Research Article
The Use of Biological ‘Infill’ Materials for the Treatment of Recto/Ano-vaginal Fistulae-A Systematic Review
Nuha A Yassin1*, Alan Askari1, John T Jenkins1, Ahmad Uraiqat1, Omar D Faiz1, Ailsa L Hart2 and Robin K S Phillips11Department of Colorectal Surgery, St Mark’s Hospital and Academic Institute, Watford Road, Harrow, HA1 3UJ, United Kingdom
2The IBD Unit, St Mark’s Hospital and Academic Institute, Watford Road, Harrow, HA1 3UJ, United Kingdom
- *Corresponding Author:
- Nuha A Yassin
St Mark’s Hospital and Academic Institute
Watford Road, Harrow
HA1 3UJ, United Kingdom
Tel: 0208 2354251
E-mail: nayassin@gmail.com
Received date: September 18, 2015; Accepted date: August 19, 2016; Published date: August 25, 2016
Citation: Yassin NA, Askari A, Jenkins JT, Uraiqat A, Faiz OD, et al. (2016) The Use of Biological ‘Infill’ Materials for the Treatment of Recto/Anovaginal Fistulae-A Systematic Review. J Gastrointest Dig Syst 6:465. doi: 10.4172/2161-069X.1000465
Copyright: © 2016 Yassin NA, et al. This is an open-access article distributed under the terms of the Creative Commons Attribution License; which permits unrestricted use; distribution; and reproduction in any medium; provided the original author and source are credited.
Abstract
Aim: Recto-vaginal fistulae are distressing. They are most commonly caused by obstetric injury, a failed pelvic anastomosis, or Crohn’s disease. Biological infill materials have been used in their management.
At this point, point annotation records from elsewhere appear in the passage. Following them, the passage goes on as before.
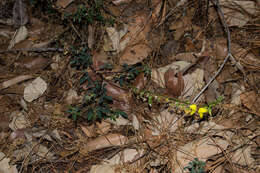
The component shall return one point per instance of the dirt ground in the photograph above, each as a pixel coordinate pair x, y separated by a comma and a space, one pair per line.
152, 86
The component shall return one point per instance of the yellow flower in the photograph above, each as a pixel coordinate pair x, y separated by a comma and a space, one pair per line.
193, 108
201, 111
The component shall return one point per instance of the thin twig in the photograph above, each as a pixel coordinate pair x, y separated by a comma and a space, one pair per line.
229, 55
33, 50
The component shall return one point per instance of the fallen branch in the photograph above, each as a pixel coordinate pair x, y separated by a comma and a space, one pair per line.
229, 55
33, 50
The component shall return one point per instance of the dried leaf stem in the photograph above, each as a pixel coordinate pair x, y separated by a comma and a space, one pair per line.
229, 55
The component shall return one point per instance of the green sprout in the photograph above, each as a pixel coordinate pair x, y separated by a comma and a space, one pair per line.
196, 166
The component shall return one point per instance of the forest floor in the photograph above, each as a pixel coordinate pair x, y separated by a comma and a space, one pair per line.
119, 86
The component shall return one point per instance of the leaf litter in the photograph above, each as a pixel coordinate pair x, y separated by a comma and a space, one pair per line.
145, 58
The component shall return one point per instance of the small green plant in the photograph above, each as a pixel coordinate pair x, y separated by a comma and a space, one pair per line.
88, 14
81, 58
196, 166
96, 104
131, 72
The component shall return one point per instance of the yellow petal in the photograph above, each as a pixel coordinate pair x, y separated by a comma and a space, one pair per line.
201, 111
193, 108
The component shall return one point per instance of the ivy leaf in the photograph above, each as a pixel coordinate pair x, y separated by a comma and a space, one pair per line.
90, 114
150, 100
122, 113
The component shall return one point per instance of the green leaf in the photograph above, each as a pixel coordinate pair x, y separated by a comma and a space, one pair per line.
122, 113
90, 114
150, 100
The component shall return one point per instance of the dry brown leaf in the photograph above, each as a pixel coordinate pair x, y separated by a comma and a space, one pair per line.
91, 32
137, 48
20, 15
135, 54
89, 131
175, 85
33, 63
103, 127
118, 93
140, 81
118, 2
63, 3
20, 35
104, 142
236, 12
14, 81
251, 100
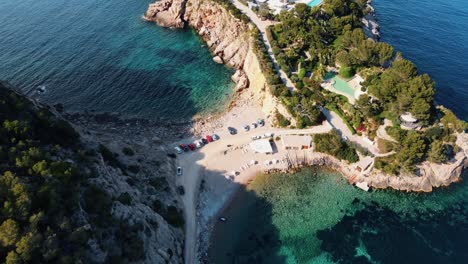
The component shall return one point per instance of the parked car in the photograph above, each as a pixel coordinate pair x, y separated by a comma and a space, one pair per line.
261, 122
232, 130
178, 150
185, 148
181, 190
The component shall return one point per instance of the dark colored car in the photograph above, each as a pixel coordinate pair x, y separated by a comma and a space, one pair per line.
232, 130
181, 190
185, 148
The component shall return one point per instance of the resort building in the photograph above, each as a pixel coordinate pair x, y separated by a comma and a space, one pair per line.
408, 121
262, 146
296, 142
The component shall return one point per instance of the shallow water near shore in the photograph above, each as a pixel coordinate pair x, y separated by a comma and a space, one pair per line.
433, 34
315, 217
101, 55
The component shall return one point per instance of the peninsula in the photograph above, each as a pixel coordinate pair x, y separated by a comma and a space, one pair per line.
317, 75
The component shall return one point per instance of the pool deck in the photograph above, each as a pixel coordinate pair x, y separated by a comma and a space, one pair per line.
353, 83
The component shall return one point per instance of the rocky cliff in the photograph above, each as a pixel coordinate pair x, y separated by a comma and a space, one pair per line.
117, 185
226, 36
431, 175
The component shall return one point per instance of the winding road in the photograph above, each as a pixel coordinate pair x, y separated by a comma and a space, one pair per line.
262, 25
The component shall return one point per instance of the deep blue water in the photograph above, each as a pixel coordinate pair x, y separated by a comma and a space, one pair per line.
100, 55
434, 35
317, 217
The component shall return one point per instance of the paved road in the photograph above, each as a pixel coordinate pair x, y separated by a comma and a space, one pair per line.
337, 123
262, 25
196, 163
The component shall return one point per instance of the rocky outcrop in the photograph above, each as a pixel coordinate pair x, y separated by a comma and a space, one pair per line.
167, 13
227, 37
370, 26
431, 175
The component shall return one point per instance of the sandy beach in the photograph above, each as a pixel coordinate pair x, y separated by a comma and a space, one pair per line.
211, 167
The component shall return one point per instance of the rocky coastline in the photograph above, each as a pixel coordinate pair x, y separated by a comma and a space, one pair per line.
228, 39
371, 26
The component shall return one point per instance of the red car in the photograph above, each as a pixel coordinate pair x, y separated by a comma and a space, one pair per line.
182, 146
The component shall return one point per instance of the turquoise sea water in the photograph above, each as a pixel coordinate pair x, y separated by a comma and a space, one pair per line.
100, 55
314, 3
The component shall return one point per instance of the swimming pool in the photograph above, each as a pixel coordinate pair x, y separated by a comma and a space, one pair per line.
340, 85
314, 3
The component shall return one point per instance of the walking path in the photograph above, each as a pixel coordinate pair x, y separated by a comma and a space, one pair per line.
262, 25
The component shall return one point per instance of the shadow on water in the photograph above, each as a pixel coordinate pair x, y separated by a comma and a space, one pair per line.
248, 235
377, 234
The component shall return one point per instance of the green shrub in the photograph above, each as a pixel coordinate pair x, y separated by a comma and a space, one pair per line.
281, 120
347, 72
332, 144
134, 169
128, 151
302, 73
125, 198
109, 157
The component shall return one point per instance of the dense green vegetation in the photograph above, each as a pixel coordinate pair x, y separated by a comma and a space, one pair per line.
46, 191
332, 144
231, 8
308, 40
39, 185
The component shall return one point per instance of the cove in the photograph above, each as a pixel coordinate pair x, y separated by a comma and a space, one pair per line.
101, 56
315, 216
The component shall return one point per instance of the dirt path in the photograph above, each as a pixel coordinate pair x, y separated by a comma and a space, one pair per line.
262, 25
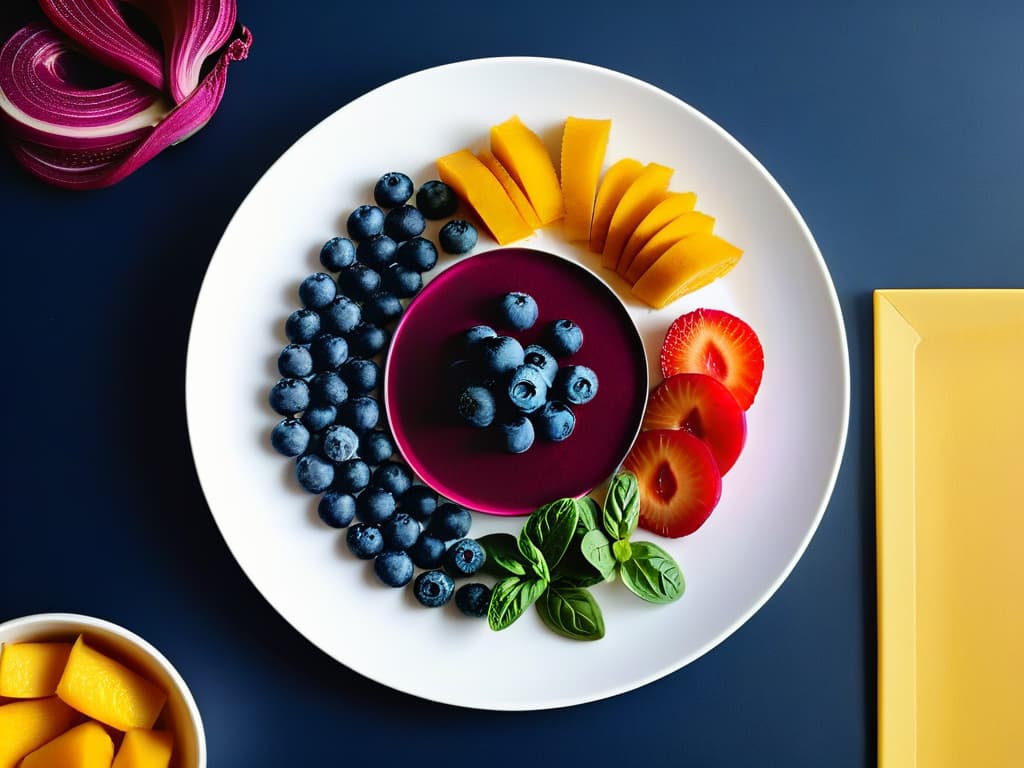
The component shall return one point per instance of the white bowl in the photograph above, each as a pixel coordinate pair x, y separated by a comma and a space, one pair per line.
180, 714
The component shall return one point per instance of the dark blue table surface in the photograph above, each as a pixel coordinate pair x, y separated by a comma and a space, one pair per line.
896, 128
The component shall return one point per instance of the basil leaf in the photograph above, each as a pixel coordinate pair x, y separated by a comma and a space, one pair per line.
551, 528
510, 598
503, 555
622, 507
652, 574
571, 612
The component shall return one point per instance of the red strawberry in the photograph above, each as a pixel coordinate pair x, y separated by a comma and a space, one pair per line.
701, 406
679, 481
710, 341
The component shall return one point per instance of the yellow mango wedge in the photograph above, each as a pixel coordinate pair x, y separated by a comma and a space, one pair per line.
86, 745
481, 192
673, 206
525, 157
32, 670
616, 180
646, 192
584, 144
682, 226
28, 725
144, 749
517, 196
105, 690
691, 263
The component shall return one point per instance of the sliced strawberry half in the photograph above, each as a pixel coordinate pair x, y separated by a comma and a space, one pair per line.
705, 408
714, 342
678, 479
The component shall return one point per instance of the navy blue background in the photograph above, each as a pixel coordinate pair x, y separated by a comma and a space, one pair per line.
897, 131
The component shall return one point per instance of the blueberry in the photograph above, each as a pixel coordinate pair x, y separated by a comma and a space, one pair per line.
436, 200
302, 326
554, 421
377, 252
418, 254
342, 315
433, 588
360, 375
351, 476
316, 291
358, 281
366, 221
400, 531
450, 521
381, 308
428, 552
338, 253
403, 222
376, 448
359, 414
295, 361
476, 406
336, 509
576, 384
518, 310
473, 599
313, 473
562, 338
290, 437
289, 396
394, 568
366, 542
392, 189
374, 505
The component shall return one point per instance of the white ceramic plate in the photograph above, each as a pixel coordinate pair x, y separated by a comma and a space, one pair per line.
772, 499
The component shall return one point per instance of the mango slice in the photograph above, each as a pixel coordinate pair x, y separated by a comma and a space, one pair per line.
478, 187
144, 749
682, 226
28, 725
689, 264
517, 196
646, 192
616, 180
674, 205
105, 690
525, 157
32, 670
85, 745
584, 144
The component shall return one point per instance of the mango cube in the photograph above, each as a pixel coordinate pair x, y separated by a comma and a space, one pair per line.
32, 670
105, 690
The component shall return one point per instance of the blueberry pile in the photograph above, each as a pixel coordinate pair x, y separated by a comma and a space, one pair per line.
520, 392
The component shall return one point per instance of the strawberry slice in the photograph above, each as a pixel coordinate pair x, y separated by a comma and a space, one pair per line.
678, 479
700, 404
714, 342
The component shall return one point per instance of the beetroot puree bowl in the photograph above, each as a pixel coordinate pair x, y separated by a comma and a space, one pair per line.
467, 465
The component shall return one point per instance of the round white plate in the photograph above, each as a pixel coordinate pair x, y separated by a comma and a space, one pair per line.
772, 500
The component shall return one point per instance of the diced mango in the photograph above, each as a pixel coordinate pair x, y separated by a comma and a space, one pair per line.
517, 196
674, 205
584, 143
105, 690
85, 745
616, 180
646, 192
32, 670
28, 725
689, 264
144, 749
481, 192
682, 226
525, 157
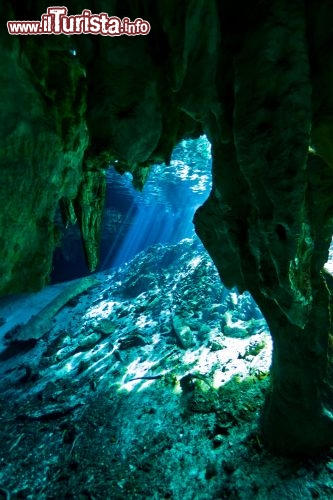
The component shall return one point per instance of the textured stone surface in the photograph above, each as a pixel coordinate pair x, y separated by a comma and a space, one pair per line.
257, 79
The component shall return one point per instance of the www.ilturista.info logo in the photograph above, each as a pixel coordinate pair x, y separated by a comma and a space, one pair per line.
56, 22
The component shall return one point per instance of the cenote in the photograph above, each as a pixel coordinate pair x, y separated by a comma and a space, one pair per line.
166, 260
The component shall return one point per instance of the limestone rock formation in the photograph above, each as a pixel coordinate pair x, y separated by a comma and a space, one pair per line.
257, 79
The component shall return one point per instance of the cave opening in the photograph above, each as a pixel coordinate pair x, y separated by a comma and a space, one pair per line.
132, 221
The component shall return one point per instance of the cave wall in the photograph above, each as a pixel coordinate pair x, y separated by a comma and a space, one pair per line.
255, 78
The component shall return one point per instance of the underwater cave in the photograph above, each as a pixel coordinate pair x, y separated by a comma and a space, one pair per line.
166, 261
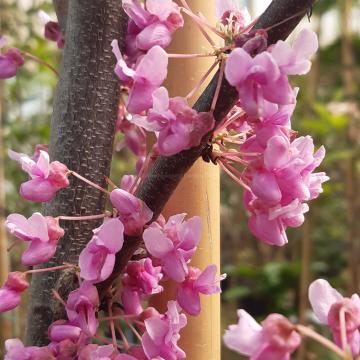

We assessed the efficacy of biological infill materials when recto-vaginal fistulae. Methods: We applied the Preferred Reporting Items for Systematic Reviews and Meta-Analyses (PRISMA) guidelines. Results: Twenty-five articles yielded a pooled total of 105 patients; 27% had Crohn’s disease. Fifty-six percent of patients had treatment with glue, 31% with plug, 6% with permacol paste and 7% with stem-cells. For Crohn’s, 50% were treated with glue, 39% with a fistula plug and 11% with stem cells. The overall healing rate for all infill materials was 41%, with the highest reported rate amongst the stem cell group (71%) and the lowest (32%) for glue. For Crohn's, the overall healing rate was 36%, glue was the lowest (14%), followed by the anal fistula plug (55%). Stem cells had a healing rate of 67%. Conclusions: Overall, the use of infill materials to treat Crohn’s and non-Crohn’s related recto-vaginal fistulae is associated with healing in approximately 41% of cases. Crohn’s related recto-vaginal fistulae represent a more challenging group of patients to treat.